The 32-year-old was granted an exoneration on Tuesday (March 2) that does not amount to an acquittal on her murder charge.

A discharge that does not amount to an acquittal means that you can still be prosecuted for the crime later, depending on the evidence that emerges.

The woman still faces 12 additional charges, including multiple charges of abuse involving four other children. His case is expected to be heard again on April 13.

She and her 33-year-old husband were charged in September 2019 with killing their daughter in a flat on Chin Swee Road in March 2014. The boy’s remains were found in the pot in 2019.

They cannot be named due to a gag order to protect the children’s identities.

The Attorney General’s Office (AGC) said in a statement last month that the other four children are the woman’s.

As for the father, the AGC had said it would proceed with the murder charge against him.

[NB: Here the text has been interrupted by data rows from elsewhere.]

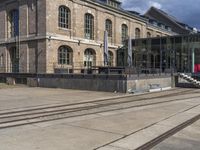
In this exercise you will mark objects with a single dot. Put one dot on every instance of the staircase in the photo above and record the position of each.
(189, 79)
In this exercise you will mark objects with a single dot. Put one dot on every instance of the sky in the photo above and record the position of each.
(186, 11)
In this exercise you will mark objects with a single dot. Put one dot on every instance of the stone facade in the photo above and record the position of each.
(40, 36)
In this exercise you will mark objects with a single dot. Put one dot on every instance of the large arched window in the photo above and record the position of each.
(65, 55)
(110, 58)
(124, 33)
(13, 23)
(14, 59)
(137, 33)
(64, 18)
(108, 26)
(148, 34)
(89, 26)
(89, 58)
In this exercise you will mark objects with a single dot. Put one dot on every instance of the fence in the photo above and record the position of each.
(138, 68)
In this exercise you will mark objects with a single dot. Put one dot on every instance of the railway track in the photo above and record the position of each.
(12, 118)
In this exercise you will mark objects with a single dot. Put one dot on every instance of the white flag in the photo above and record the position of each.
(129, 59)
(105, 48)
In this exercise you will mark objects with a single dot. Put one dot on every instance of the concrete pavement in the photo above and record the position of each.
(115, 130)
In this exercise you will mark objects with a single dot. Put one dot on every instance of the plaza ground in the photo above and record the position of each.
(123, 128)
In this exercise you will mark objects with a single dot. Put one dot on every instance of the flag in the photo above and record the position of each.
(105, 48)
(129, 59)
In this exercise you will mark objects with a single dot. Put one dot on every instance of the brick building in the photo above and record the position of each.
(45, 36)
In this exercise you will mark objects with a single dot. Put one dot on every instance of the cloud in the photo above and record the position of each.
(186, 11)
(155, 4)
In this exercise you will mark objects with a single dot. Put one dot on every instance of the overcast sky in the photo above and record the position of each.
(186, 11)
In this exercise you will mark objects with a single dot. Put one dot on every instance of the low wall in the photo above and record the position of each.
(95, 83)
(92, 82)
(143, 83)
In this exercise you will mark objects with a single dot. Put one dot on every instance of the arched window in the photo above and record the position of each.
(137, 33)
(14, 59)
(109, 27)
(64, 18)
(89, 26)
(65, 55)
(124, 33)
(89, 58)
(110, 58)
(13, 23)
(148, 34)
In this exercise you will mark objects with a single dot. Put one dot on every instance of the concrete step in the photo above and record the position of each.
(152, 135)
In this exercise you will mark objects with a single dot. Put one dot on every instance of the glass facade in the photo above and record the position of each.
(163, 54)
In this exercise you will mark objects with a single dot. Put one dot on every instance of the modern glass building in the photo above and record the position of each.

He faces 13 other charges, including child abuse, perverting the course of justice by disposing of and hiding the body of the dead girl, providing false information to a public servant about her whereabouts and drug use.

When the girl died, the woman and her husband allegedly burned her body before hiding the remains inside a metal pot. This was kept in a sealed box and kept under the kitchen stove on the floor, according to court documents.

The woman is accused of mistreating the girl and two of her other children between 2013 and 2014.

Among other things, he allegedly beat them with a belt and a hanger. It is said that as punishment he fed his two-year-old daughter and another girl with chili padi and garlic.

The woman is also accused of mistreating the girl in March 2014 by failing to provide the child with adequate medical care, despite the fact that there was a medical emergency. Details of the emergency were not disclosed in court documents.

He allegedly mistreated his four surviving children by leaving them inside the apartment without adult supervision, as well as with adequate food and water, from February 8 to 9, 2018.

He is also said to have lied to a Ministry of Education liaison official in 2017 before giving false information to two officials from the Ministry of Social and Family Development the following year.